Il est assez inutile, je crois, de préciser que – comme toute personne raisonnable – je suis contre le viol. Y compris quand le viol est employé comme arme de guerre, ce à quoi l’on a pu assister par exemple lors de l’arrivée de l’Armée Rouge en Allemagne, à la fin de la seconde guerre mondiale. Des centaines de milliers de femmes allemandes – des civiles – furent violées et tuées. Tout viol est condamnable, on aimerait que tous les viols soient condamnés.

Cela dit avec la plus grande fermeté, on n’est sans doute pas obligé d’être d’accord avec Mme Flavie Flament quand elle appelle David Hamilton « cet homme« , ou quand elle dit à la presse : “Même si c’est dramatique, ça en dit long sur la lâcheté de cet homme qui a préféré fuir pour échapper à ses responsabilités. C’est une pitoyable révérence“.

En effet, les accusations portées par Mme Flavie Flament contre David Hamilton étaient bien dignes de susciter l’émotion, mais tout avocat pourra confirmer – c’est même une base du Droit des démocraties – que les accusations doivent être prouvées.

Or, pour des motifs que j’ignore, mais au sujet desquels il sera peut-être un jour possible de faire toute la lumière, les accusations de Mme Flament ont été lancées plus de trente ans après les faits présumés, et cela dans un livre probablement écrit mais en tout cas signé par ladite Mme Flament aux éditions Lattès.

Il y avait donc prescription, même dans le cas où les faits reprochés à David Hamilton eussent été avérés.

En effet, et par chance dans une démocratie, on ne condamne pas les gens à la suite d’accusations portées trente ans après les faits putatifs. C’est à cela que servent les procès, afin qu’il y ait un débat contradictoire et que les plaignants puissent apporter la démonstration des délits dont ils disent avoir été victimes.

A partir de là, j’entends dire que Mme Flavie Flament est présentatrice de télé, mais je n’ai encore lu nulle part qu’elle aspire au titre de philosophe. Même si, à notre époque, baucoup de gens se disent (pas forcément à raison) philosophes ou écrivains.
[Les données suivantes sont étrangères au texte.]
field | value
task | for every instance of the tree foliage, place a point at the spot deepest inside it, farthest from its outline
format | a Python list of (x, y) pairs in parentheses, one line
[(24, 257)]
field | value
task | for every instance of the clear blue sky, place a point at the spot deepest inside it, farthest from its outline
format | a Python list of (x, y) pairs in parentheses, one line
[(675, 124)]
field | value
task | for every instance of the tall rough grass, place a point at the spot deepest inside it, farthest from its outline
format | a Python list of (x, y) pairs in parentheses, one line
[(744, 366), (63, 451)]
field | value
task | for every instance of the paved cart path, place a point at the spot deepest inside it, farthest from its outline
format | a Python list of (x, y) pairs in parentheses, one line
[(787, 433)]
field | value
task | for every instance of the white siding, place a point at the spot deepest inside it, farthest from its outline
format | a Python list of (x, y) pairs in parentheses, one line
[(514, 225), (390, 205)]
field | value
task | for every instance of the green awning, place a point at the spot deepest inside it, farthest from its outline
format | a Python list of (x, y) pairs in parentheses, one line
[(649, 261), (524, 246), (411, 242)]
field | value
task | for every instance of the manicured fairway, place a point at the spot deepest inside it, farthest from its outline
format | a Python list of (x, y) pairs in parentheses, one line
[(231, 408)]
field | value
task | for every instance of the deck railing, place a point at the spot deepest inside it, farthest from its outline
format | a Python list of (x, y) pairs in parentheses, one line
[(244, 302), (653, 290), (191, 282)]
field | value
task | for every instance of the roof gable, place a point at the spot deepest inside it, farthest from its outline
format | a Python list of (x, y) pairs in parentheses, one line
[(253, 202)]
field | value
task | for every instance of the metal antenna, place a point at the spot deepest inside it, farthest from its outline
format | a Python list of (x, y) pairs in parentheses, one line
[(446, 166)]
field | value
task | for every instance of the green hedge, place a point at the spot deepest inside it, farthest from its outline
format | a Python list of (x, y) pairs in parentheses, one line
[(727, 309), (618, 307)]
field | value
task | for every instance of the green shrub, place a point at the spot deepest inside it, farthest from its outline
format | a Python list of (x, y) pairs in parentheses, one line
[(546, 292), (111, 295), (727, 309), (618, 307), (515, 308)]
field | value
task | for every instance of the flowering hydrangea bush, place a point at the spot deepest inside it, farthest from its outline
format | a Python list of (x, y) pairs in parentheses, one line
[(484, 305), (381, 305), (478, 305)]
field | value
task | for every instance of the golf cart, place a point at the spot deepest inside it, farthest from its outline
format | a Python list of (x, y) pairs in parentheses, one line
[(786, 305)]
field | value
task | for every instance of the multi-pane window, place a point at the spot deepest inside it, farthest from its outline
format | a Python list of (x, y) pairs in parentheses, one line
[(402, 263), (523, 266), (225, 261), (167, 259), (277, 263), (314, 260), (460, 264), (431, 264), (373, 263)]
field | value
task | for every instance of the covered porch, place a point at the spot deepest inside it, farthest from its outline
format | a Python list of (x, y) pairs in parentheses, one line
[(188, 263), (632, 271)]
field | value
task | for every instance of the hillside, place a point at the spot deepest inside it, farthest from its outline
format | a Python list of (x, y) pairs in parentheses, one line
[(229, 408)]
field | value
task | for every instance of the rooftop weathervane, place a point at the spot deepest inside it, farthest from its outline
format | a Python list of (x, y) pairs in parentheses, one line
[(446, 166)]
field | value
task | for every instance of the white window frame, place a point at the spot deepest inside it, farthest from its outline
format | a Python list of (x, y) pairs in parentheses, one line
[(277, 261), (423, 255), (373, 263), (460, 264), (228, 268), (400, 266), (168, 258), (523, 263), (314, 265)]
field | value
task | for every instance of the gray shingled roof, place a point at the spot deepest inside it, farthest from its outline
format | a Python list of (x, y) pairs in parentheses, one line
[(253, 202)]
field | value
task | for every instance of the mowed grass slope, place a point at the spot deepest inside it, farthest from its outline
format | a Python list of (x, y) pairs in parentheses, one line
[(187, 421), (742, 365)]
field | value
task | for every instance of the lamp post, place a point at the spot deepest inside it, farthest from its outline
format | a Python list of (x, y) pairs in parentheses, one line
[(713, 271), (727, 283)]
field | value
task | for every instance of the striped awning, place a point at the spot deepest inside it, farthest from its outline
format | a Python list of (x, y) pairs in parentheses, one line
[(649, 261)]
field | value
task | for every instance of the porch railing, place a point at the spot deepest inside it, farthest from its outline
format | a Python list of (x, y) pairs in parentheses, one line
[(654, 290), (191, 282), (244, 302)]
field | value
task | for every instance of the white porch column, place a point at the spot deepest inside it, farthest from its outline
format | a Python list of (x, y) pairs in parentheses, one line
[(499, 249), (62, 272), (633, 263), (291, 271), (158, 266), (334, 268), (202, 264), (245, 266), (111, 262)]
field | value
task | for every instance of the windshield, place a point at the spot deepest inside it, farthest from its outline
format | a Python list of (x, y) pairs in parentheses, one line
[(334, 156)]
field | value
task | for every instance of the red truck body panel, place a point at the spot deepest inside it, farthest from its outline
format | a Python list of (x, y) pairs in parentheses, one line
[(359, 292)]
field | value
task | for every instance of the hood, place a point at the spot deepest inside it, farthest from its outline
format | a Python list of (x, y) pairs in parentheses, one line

Or, pour décréter que le suicide d’un homme – de quelque homme que ce soit – est une « lâcheté », je crois qu’il faut une sagesse, une philosophie, une culture. Je ne crois pas que le suicide d’un homme soit comparable à celui d’un autre, et il existe dans l’histoire des suicides fameux qui sont cités comme exemples de courage (songeons à Socrate).

Qui peut donc dire que le suicide soit « courageux » ou « lâche », et qui peut dire si celui de David Hamilton est « lâche »?

Personnellement, je ne me permettrais pas de dire que le suicide de David Hamilton est une « lâcheté », parce que je n’étais pas présent sur les lieux, que je ne connaissais pas personnellement le photographe, et que je ne veux pas prendre la responsabilité de donner des étiquettes morales au suicide d’un vieil homme de 83 ans.

Si Mme Flament veut donner de telles étiquettes, libre à elle et grand bien lui fasse, naturellement.

Il en va de même quand Mme Flavie Flament déclare n’éprouver “aucune culpabilité“ concernant la mort de David Hamilton. Voilà peut-être, disons, peu de charité chrétienne.

“Il ne faudrait pas que la culpabilité change de camp : nous sommes les victimes! Cet homme nous a détruites“, a répété Mme Flament.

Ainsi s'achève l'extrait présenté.